Slow Actor start time due to import overhead of dependencies


I’m working on a realtime video analytics application that depends on the scientific computing stack of numpy/scipy/opencv/torch/sklearn/matplotlib/etc. It spawns multiple actors for each stream and we’re running into issues with the startup time, which appears to be due to the overhead introduced due to the import time of these libraries. Because we have an actor for each session that spins up other actors for ingest and processing the cost blows up and it takes around 15 seconds for the initial ray.get(actor.method.remote()) to return.

Is there a way to get around this by potentially preallocating a process pool for the actors with the initial set of dependencies loaded?

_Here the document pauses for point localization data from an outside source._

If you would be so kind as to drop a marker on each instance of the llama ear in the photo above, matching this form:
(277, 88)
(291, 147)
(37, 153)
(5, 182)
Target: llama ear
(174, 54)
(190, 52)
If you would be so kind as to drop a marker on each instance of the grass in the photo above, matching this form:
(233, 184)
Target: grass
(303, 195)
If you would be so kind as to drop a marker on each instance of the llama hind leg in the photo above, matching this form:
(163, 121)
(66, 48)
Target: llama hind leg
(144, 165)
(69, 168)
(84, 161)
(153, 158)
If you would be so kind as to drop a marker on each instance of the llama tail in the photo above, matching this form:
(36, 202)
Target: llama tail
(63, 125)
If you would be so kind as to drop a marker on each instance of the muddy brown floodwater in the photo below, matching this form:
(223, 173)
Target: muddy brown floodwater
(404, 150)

Have you looked into Actor pools

Yes but it’s not the easiest solution in my case because the actors I’m using are stateful and get assigned to individual video streams.

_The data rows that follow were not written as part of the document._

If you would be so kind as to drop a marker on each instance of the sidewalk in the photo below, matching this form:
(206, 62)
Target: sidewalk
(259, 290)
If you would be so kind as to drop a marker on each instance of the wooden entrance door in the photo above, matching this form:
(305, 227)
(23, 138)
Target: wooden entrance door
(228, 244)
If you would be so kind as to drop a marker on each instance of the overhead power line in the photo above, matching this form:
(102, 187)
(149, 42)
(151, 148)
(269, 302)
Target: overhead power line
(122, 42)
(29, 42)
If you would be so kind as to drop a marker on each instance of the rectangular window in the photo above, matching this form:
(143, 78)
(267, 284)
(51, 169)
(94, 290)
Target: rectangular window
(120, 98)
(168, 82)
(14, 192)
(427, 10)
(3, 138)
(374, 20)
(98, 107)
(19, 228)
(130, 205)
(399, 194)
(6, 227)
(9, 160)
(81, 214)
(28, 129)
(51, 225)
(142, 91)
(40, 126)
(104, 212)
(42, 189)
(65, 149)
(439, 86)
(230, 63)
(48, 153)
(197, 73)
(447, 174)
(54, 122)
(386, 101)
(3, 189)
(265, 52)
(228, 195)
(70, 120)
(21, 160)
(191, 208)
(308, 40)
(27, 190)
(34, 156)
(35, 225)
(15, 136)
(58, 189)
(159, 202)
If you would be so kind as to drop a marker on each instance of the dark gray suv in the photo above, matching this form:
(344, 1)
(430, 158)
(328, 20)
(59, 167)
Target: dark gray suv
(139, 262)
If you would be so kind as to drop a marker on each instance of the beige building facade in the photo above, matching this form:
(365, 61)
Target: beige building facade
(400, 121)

I’m really looking for a way to make Actors get preallocated the way tasks are (as explained here Using Actors — Ray v2.0.0.dev0).

If not I’ll probably have to preallocate the actors myself at startup and have some extra logic to manage assigning free ones to new streams.

Actually, tasks are not preallocated in this case. What’s happening is there are pre-created workers, and when actors are created, it chooses one of them to be initialized.

I think there’s no clear way to make this pre-import works right now. I recommend you to do what you mentioned, but feel free to create API requests to our Github issue page!.